私的には逆にかなりいっちゃってる人に見えて、それがサジらしくてすごく良かったと思うのですが(笑)、こういうのもきっとその日その日の板の上でつくられていく、舞台ならではの面白さなんでしょうね〜。
この話につながる、現場でモニターをチェックする俳優さんの話とか、映画とドラマの現場の違いとか、今回はかなり興味深い内容でありました。堺さんは毎度中身ある文章で楽しませてくれますね。

しかし、雑誌掲載数がすごすぎてもうっ!雑誌出しが楽しい日々であります。仕事大変な時期だけど、乗り越えられそうだわ〜(←単純)

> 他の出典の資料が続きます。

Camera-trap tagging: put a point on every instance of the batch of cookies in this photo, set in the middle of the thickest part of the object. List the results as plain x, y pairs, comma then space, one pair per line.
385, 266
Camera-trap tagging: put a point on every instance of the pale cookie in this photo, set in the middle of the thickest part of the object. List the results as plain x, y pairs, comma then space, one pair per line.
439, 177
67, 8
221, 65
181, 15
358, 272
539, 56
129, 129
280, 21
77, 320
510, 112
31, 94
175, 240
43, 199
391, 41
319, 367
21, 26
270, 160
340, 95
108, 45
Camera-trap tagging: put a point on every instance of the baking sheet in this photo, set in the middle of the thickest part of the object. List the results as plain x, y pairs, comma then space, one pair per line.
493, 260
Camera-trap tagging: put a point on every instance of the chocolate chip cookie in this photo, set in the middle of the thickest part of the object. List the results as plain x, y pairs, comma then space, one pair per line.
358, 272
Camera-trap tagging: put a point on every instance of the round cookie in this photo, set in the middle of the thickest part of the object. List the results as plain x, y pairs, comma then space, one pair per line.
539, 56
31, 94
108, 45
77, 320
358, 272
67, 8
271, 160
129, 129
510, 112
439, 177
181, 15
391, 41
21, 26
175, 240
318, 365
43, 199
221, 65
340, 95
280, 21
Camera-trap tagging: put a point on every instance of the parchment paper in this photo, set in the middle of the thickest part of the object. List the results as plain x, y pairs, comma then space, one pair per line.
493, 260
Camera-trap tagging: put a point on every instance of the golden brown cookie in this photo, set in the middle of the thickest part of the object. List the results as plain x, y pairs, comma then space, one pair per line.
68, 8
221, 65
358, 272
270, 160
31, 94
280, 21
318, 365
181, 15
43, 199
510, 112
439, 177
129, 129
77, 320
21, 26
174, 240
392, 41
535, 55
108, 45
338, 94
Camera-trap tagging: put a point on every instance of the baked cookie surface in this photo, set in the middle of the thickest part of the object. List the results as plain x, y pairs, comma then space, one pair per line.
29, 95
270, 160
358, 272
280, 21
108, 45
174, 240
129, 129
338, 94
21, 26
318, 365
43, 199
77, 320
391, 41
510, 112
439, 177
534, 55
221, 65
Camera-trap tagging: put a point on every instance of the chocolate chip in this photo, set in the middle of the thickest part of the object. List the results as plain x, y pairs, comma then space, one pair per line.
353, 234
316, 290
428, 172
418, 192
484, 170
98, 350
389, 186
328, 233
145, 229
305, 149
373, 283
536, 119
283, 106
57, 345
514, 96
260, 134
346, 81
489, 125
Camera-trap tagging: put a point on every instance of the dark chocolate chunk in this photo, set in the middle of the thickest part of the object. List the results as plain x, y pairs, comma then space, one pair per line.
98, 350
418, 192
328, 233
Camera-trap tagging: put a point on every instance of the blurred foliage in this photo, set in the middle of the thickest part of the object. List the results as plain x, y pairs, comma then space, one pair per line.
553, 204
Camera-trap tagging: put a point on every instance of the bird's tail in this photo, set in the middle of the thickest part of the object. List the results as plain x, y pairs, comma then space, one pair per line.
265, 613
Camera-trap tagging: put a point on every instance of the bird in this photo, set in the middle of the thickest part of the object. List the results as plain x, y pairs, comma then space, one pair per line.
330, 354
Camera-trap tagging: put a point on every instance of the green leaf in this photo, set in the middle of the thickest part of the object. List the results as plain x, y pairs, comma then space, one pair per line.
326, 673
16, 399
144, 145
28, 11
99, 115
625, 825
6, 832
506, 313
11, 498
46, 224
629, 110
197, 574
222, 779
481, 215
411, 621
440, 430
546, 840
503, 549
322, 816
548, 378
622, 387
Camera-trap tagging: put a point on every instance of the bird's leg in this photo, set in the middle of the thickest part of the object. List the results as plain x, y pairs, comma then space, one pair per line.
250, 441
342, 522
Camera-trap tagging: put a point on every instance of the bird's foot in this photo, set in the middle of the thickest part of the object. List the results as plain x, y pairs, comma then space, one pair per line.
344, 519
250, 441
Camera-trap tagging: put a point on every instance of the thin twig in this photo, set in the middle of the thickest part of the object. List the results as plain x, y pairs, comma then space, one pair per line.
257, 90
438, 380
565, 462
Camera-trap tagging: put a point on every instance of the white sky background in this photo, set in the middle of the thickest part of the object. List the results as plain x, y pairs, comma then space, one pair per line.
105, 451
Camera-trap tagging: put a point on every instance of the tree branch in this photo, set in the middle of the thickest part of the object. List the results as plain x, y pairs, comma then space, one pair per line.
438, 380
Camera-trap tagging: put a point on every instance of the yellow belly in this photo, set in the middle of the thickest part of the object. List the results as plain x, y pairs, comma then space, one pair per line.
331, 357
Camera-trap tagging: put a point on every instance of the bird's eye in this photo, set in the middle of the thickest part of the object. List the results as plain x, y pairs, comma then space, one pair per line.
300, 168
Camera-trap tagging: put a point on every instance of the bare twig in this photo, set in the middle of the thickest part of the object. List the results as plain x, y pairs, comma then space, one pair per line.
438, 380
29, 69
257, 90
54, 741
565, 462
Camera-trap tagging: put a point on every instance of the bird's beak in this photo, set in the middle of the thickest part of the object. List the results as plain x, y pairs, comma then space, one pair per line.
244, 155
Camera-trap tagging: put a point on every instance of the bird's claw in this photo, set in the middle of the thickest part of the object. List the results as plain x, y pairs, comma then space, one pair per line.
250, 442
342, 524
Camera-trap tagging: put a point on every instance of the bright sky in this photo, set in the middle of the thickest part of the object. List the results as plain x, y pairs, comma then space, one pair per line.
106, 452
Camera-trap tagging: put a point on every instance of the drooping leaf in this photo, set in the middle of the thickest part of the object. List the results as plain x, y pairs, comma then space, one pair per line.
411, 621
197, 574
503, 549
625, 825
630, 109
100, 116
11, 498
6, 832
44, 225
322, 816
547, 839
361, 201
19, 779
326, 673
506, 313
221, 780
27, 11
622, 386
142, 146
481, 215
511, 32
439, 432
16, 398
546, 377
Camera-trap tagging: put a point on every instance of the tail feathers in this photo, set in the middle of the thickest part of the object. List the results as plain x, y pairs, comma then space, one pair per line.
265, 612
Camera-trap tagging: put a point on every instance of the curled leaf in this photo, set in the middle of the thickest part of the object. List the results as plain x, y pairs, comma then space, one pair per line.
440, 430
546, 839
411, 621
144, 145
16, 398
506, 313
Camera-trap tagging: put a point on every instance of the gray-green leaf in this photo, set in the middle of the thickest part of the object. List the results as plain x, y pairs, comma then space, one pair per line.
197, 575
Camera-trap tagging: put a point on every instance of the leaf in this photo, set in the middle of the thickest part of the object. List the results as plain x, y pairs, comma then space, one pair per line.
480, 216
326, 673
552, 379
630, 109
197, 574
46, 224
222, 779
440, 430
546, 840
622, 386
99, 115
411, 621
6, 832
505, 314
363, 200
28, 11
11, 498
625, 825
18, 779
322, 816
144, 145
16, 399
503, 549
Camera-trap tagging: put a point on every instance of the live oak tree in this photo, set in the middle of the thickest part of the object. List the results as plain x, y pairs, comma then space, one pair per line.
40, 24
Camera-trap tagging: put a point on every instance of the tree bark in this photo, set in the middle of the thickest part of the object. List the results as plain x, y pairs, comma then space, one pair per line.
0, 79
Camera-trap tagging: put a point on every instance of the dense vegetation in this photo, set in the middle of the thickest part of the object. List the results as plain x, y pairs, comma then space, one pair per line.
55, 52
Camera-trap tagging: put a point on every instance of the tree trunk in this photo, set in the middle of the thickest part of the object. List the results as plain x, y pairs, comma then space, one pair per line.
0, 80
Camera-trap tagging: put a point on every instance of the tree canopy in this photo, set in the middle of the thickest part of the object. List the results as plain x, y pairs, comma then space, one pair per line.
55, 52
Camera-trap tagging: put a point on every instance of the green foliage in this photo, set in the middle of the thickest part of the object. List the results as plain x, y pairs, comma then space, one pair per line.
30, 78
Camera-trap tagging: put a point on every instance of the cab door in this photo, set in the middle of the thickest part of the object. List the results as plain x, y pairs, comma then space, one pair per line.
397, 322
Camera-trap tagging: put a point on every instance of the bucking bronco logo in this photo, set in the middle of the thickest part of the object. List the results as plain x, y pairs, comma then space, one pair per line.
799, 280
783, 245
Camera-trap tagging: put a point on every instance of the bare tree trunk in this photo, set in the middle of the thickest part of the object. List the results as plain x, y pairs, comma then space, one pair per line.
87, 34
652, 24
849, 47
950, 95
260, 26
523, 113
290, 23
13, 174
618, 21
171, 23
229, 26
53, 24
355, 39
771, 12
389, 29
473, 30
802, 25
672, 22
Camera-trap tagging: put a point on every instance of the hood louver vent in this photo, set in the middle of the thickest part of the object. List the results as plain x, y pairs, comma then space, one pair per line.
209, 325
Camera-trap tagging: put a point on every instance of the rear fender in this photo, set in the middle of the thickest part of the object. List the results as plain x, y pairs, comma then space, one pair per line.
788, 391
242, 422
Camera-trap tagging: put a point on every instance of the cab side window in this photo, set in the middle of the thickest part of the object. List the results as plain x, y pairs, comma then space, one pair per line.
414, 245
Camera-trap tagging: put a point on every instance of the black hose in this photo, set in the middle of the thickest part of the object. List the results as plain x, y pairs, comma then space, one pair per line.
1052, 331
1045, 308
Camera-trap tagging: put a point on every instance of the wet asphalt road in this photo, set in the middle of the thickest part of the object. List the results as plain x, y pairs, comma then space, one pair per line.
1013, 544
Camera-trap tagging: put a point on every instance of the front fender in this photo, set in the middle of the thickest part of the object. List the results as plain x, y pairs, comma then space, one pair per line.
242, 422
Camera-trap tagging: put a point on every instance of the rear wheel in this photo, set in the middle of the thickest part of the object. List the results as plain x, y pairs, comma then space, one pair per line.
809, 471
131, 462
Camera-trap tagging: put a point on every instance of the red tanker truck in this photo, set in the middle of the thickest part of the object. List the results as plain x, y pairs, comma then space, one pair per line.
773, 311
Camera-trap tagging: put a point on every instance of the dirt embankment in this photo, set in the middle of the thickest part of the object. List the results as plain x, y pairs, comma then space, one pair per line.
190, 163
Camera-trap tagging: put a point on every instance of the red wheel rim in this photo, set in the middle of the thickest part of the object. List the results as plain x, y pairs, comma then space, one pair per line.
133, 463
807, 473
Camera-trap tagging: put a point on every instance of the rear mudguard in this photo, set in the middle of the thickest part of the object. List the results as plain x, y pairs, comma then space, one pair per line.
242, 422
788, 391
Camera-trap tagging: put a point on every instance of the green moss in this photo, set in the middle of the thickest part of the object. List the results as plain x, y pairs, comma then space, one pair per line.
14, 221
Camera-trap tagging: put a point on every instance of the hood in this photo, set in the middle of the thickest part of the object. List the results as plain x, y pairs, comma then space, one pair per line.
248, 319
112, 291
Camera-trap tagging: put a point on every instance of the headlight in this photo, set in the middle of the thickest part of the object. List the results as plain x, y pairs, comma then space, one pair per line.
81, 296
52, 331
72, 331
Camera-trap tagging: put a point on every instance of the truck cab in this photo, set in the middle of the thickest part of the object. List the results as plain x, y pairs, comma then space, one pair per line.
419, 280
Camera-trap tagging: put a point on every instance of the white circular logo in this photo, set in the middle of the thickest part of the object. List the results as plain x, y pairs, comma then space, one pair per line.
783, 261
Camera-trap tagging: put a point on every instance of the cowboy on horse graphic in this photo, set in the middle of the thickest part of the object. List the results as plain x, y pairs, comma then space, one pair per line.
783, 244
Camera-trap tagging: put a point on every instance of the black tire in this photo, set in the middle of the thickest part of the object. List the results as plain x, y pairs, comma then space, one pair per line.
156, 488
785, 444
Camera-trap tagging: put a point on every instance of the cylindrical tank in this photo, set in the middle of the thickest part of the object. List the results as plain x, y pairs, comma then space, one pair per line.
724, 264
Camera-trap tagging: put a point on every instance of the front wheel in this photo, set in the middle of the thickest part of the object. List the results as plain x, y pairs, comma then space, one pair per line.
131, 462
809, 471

みずぐりんさんの楽しい〜過去記事も少しずつ読ませてもらってて、まだまだ続く祭りを楽しんでおります。
今後ともよろしくおねがいいたします。
Commented by lifeis4989 at 2010-11-15 22:46
京都に遊びに行っていて、お邪魔するのが遅くなりました^^
蛮幽鬼、新橋演舞場に観に行きました^^ 花道が少し死角になる席だったので、ゲキシネで再チェックしようと思っています^^
生舞台では、冒頭のシーンの美術が驚くほど迫力があり、かなりゴージャスな美術演出だなぁ、としみじみ思いました。
生雅人は、2度目だったのですが、生上川は初めてで彼の迫力にはかなり驚かされました^^
個人的には、ダークサイド雅人を期待しています。
伊達みたいな感じではなく(笑)、もっとメンタル系のダークサイドを浮き彫りにするような作品、彼ならおもしろくやれると思っています^^ いい人系の雅人も好きですが、最近その手の作品が多いので、ダメ系とかダークサイドが観たいですね^^
またお邪魔しますです!

Commented by la-panda at 2010-11-17 06:34
>lifeisさん(この呼び方でいいのかな?)こちらにコメントありがとうございます!そしておかえりなさいませ。
蛮幽鬼ご鑑賞うらやましいです〜。
ゴージャスな舞台美術、生での迫力は相当な物だったでしょうね。

>ダメ系とかダークサイドが観たい
同じく同じく!数々の二面性な役でも、怪しそうで実はいい人とか、そういうのが多いですもんね。
サジでは堺さんにいうよりも、作者堺雅人の魅力に惚れ惚れでした。
あと舞台では特にあの声が武器になるなあって。
というわけで個人的にお気に入りの役所はこうなります。
1サジ 2黒沖田 3速水先生 4前野くん(←この空気なかなかだせないでしょう)

lifeisさんの映画感想好きですので、これからも楽しみにしてますね。